Our group was split and went to two different villages. Christina, Catherine, Dana, and Hannah went to Forok village where they were greeted by the entire village with a singsing (song and dance). This welcome was quite culturally appropriate for villagers to give for ‘whiteskin’ visitors. Our family, plus Katie and Lacey went to Bunghain village. The greeting we received was much simpler, yet we felt warmly welcomed by the family who were to watch over us during our stay there. One little boy, Ari, was the first child we met. He became like a little brother to the girls and was with us most of the time.
Our new family took us on a walk through the entire village where we were able to meet most of the people of their community. We quickly acquired a large following of children. Everyone wanted a picture with the new people. The walk took a good two hours as we also stopped to play a game of soccer in a field next to their church. After getting back to their village house, we were ready for rest and fluids.
One of the teen boys quickly grabbed his machete and headed up the nearest coconut palm. The girls each got their own refreshing kulau drink. That evening the women prepared a meal of sago, greens, fish, and fruit. Our palettes were not yet adjusted to PNG food, but we all made our best attempt to eat the flubber-like sago paste.
What we were not able to eat was quickly past around to others.

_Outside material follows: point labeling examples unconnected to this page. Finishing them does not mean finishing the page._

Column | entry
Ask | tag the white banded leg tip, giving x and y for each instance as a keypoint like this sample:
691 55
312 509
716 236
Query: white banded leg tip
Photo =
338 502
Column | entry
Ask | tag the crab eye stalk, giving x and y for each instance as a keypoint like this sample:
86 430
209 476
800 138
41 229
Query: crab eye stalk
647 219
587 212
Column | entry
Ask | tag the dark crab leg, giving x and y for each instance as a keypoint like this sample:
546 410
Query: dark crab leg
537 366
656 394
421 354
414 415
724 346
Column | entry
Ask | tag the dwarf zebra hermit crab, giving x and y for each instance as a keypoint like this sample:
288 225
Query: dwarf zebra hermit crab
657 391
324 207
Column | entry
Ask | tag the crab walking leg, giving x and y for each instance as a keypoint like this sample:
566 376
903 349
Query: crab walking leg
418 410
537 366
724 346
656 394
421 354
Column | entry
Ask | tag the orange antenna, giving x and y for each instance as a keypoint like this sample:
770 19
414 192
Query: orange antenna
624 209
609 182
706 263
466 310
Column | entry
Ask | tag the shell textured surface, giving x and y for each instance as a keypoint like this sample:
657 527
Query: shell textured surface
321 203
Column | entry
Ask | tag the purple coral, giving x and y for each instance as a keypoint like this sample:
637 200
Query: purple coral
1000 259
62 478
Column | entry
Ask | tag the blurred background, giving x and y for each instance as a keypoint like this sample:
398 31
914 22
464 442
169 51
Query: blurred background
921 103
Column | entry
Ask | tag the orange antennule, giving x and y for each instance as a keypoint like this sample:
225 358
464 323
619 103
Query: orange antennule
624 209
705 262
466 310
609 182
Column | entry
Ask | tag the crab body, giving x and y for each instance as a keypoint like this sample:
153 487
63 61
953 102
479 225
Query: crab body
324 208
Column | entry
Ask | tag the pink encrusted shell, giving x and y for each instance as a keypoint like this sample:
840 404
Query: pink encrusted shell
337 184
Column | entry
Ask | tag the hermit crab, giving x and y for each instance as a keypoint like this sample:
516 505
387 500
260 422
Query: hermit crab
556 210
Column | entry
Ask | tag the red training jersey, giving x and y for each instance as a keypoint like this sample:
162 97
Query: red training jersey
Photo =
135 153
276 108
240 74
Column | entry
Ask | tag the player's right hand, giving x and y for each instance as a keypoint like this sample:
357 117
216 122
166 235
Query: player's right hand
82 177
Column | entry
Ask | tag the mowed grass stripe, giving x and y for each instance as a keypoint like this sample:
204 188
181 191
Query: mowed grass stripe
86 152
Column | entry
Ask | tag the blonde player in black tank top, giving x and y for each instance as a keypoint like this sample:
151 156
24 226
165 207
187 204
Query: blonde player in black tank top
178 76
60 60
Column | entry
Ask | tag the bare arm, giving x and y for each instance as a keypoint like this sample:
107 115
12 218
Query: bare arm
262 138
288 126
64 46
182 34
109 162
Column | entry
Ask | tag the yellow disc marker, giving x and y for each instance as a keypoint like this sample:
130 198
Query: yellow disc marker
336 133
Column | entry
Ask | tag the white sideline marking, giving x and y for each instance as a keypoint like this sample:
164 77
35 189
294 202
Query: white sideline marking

The following morning we got the opportunity of see the process of making sago and also visited one of their gardens. While the girls continued to play with the children, Molly and I learned many new words in their ‘tok ples’ (language). Emily continued to have her new friend, Ari, by her side ready to play soccer. Before we left she gave him the soccer ball.
The gifts we received of learning their culture and some of their language was priceless to us. The people of PNG are so generous and kind. They were truly interested in becoming friends even though we would only be in their village for 24 hours. Their laughter and joy brought a continual smile to our faces.